Esta sencilla frase del Embajador de Cuba en el Perú, Excmo. Sr. Sergio González González, resume un modelo de conducta institucionalizada en la Isla socialista. Y es a partir de esta frase, que deseo construir mis principales ideas con relación al devenir de acciones post desastre.
Me corresponde, por herencia y convicción, desenvolverme en torno a luchas desiguales por mejores condiciones de vida, por justicia y equidad, entre hombres y mujeres de extracción africana en el Perú (afrodescendientes o afroperuanos). Este conglomerado étnico asentado principalmente en los valles de la Costa, sufre, desde sus orígenes el rigor de la exclusión política, social y económica.

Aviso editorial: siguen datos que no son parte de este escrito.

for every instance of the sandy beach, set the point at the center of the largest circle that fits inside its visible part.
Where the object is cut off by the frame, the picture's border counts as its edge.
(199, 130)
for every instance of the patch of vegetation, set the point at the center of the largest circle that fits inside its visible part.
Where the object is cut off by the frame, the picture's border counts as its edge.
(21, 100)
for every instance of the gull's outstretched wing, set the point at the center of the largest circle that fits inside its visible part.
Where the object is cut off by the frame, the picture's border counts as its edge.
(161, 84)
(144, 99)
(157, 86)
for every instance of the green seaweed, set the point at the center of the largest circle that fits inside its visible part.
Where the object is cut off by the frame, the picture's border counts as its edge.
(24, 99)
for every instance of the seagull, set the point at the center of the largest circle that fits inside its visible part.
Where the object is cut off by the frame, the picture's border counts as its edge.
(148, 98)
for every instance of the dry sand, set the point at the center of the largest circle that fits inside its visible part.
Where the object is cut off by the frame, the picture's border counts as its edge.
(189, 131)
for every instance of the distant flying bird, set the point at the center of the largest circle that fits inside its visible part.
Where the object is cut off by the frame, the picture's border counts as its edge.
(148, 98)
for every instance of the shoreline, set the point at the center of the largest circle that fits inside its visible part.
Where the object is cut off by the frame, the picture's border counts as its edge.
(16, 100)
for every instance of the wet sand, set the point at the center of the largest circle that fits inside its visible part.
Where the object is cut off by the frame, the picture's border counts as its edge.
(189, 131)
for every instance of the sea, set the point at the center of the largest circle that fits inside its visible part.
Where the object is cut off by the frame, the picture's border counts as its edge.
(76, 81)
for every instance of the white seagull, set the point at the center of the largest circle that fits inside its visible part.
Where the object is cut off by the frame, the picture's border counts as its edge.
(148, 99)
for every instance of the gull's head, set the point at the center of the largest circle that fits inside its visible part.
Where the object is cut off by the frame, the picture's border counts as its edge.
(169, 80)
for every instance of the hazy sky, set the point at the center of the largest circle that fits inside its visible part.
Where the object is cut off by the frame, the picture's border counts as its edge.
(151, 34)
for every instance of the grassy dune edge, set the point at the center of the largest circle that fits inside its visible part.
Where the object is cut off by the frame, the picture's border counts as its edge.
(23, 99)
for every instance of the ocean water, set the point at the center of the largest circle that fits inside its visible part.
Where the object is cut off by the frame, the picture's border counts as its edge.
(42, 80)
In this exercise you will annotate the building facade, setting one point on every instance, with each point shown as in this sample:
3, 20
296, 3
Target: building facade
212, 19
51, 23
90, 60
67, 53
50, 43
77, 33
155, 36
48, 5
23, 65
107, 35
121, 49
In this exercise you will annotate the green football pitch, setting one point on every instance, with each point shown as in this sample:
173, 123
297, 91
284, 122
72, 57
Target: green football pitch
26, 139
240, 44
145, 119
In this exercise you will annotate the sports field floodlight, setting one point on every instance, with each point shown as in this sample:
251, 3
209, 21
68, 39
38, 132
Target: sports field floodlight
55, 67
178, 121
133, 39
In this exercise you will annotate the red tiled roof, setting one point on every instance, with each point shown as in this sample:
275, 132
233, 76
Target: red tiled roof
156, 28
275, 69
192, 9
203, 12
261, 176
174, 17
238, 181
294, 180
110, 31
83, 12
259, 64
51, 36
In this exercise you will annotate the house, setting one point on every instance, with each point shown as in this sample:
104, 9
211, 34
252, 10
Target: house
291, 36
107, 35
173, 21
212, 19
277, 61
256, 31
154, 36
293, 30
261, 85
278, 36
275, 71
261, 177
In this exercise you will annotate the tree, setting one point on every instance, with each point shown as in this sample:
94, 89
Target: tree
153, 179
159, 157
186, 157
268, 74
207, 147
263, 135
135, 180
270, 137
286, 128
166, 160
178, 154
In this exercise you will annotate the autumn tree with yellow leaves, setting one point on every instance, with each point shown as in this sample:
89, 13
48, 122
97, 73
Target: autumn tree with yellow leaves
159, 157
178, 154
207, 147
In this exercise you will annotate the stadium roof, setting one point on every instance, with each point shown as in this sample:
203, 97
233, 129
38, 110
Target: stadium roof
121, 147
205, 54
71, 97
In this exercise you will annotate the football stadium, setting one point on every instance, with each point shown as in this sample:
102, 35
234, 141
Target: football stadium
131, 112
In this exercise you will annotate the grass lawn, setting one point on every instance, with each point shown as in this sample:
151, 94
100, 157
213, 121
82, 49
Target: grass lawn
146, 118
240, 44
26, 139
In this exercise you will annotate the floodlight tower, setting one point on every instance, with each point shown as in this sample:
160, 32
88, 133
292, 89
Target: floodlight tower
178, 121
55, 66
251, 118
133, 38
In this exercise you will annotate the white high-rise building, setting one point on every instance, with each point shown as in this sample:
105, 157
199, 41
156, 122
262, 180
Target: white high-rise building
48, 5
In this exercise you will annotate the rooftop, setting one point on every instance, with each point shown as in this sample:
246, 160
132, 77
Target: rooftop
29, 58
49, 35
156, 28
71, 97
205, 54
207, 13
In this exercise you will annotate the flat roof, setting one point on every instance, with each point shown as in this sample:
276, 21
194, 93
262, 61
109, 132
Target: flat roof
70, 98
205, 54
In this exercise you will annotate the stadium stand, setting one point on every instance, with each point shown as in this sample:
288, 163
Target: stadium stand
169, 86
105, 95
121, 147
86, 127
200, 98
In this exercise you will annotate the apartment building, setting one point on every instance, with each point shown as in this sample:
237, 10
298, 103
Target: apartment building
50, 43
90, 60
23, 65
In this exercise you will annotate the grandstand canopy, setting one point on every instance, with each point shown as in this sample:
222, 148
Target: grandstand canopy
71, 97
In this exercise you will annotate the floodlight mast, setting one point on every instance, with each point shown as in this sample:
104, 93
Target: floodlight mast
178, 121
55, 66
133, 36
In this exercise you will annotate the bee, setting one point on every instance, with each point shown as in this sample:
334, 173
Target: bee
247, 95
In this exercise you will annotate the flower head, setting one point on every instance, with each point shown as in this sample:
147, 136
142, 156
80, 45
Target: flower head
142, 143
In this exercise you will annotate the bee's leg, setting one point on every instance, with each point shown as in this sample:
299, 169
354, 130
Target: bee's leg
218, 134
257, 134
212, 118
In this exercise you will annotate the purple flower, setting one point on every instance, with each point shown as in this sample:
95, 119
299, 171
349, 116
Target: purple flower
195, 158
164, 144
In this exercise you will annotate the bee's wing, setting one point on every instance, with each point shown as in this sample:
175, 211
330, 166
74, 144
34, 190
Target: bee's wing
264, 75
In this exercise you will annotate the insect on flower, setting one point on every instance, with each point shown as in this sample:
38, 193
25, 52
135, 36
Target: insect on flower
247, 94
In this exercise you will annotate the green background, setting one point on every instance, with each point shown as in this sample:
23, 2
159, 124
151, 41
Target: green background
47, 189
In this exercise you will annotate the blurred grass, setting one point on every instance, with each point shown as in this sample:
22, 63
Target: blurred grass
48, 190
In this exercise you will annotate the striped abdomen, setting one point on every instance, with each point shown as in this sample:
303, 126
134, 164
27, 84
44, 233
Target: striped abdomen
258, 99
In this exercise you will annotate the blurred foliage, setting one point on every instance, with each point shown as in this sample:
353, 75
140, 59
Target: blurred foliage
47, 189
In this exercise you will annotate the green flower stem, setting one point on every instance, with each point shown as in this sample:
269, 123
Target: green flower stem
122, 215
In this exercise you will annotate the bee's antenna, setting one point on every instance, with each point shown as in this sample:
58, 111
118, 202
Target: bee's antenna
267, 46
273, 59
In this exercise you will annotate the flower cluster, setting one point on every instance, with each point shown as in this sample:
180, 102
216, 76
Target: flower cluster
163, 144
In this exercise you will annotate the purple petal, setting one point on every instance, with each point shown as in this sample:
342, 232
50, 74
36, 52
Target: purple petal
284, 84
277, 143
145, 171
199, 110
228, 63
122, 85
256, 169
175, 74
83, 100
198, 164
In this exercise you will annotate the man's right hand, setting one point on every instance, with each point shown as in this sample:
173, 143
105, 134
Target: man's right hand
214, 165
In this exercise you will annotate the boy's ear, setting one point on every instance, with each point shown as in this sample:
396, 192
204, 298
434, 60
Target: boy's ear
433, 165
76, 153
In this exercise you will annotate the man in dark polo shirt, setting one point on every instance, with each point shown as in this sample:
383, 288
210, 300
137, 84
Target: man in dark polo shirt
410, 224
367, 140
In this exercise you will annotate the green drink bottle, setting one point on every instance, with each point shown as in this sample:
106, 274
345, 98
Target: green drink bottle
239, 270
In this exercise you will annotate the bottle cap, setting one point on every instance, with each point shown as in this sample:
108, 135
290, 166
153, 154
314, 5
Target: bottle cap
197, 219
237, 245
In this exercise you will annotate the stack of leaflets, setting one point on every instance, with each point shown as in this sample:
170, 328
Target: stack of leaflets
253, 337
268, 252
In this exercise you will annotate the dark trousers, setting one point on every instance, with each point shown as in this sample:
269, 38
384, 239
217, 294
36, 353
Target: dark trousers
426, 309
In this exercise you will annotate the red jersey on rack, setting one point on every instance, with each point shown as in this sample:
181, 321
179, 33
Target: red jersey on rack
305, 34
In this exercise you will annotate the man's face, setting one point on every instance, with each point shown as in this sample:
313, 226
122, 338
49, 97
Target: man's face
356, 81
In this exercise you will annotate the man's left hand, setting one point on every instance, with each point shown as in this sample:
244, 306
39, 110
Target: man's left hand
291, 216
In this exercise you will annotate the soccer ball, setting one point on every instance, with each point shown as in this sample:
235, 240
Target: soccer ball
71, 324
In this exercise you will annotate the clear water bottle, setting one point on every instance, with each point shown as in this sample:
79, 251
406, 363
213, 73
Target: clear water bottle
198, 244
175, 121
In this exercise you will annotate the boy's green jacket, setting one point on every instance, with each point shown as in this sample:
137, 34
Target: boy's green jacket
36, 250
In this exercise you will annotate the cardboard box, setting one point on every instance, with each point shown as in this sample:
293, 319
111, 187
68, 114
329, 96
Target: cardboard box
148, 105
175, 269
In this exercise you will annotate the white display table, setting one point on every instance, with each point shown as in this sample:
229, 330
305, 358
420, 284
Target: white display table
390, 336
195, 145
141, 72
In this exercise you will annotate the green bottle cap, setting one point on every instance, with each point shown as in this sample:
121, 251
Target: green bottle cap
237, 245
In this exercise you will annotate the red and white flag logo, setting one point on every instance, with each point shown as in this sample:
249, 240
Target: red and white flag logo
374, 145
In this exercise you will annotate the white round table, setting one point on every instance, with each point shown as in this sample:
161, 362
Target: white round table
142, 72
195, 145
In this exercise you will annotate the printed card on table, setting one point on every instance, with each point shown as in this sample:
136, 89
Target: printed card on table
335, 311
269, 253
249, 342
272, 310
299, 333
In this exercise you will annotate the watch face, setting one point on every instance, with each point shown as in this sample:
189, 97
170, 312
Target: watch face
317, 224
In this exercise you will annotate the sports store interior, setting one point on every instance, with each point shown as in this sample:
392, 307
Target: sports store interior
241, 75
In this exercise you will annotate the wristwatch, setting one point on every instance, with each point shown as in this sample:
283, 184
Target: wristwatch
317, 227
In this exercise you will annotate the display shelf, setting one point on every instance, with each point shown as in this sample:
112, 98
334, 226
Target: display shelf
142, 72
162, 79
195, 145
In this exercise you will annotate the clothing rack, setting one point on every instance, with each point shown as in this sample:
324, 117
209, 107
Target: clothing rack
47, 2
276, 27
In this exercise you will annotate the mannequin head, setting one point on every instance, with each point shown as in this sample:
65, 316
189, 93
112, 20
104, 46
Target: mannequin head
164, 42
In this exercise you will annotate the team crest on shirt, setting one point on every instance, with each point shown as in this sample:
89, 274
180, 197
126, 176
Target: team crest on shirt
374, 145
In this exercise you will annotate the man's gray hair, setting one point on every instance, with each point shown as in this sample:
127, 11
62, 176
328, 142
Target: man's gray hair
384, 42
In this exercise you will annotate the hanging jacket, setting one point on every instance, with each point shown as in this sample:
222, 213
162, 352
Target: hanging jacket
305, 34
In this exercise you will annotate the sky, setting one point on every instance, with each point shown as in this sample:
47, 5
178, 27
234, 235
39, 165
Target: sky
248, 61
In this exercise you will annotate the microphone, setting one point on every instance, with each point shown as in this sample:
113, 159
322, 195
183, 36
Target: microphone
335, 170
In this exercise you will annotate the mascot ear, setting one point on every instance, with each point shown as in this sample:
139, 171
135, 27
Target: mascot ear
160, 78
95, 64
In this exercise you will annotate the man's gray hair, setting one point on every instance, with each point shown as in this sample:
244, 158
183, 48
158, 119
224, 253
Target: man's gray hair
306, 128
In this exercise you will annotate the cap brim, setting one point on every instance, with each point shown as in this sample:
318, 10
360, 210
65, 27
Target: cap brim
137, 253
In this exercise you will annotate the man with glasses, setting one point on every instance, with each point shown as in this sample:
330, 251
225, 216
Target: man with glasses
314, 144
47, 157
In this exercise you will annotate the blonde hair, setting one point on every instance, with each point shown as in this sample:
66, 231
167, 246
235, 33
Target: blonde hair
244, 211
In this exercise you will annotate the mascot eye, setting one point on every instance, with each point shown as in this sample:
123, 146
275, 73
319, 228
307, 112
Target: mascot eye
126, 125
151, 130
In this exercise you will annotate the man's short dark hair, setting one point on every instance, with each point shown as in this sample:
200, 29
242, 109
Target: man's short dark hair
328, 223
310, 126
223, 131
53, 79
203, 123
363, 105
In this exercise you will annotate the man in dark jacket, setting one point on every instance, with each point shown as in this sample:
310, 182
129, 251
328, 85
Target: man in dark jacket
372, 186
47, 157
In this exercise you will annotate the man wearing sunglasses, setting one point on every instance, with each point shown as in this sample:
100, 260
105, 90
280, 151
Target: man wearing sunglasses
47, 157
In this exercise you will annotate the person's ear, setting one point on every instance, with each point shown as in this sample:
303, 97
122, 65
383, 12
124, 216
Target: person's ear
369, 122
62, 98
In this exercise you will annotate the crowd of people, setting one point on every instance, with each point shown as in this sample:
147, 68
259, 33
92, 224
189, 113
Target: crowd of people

La esclavización infame (pero indispensable y rentable para la sociedad estamental colonial), la segregación y el racismo consecuente en la República Aristocrática, mezcla feudal y burguesa, relegaron a los y las afrodescendientes a los más bajos índices de desarrollo (vivienda, salud, educación, etc.). Los acontecimientos naturales que han desbastado nuestras ciudades y caseríos, no ha hecho sino desnudar y por lo mismo VISIBILIZAR las condiciones de salubridad y habitabilidad de cientos de miles de compatriotas peruanos, a quienes no le hubo beneficiado el crecimiento estadístico macroeconómico. desde San José de los Molinos, El Carmen, Capote, Zaña, Morropón y Yapateras, fueron expuestas, una a una, las condiciones precarias de vida, incompatibles con su caracter de productores de riqueza.
Yapateras-Chulucanas-Piura
Morropón-Piura
El vivir a la vera de los ríos, a la sombra de la herencia de los padres, en ciudades en proceso, con limitados recursos (muchos sin ellos), los han convertido en presa fácil de las crecidas de los ríos; el ser pequeños agricultores y peones agrarios (el eslabón más débil de la cadena productiva), los hacen más vulnerables a la caída de los puentes y al aniego de los cultivos.
Hoy, en esta hora de lamentos y desgracia, cabe la reflexión histórica: la pobreza es causa de los desastres naturales? y si así fuere en sus inicios, el Estado nacional no pudo administrar dichos hechos extraordinarios, a través de trabajo y viviendas dignas?
Por todo ello, regreso a la frase primigenia: la solidaridad. Entendida ésta, no como acto compasivo cristiano, sino como el ejercicio de un derecho natural y positivo, jurídico y Constitucional (Artículo 2, inciso 1).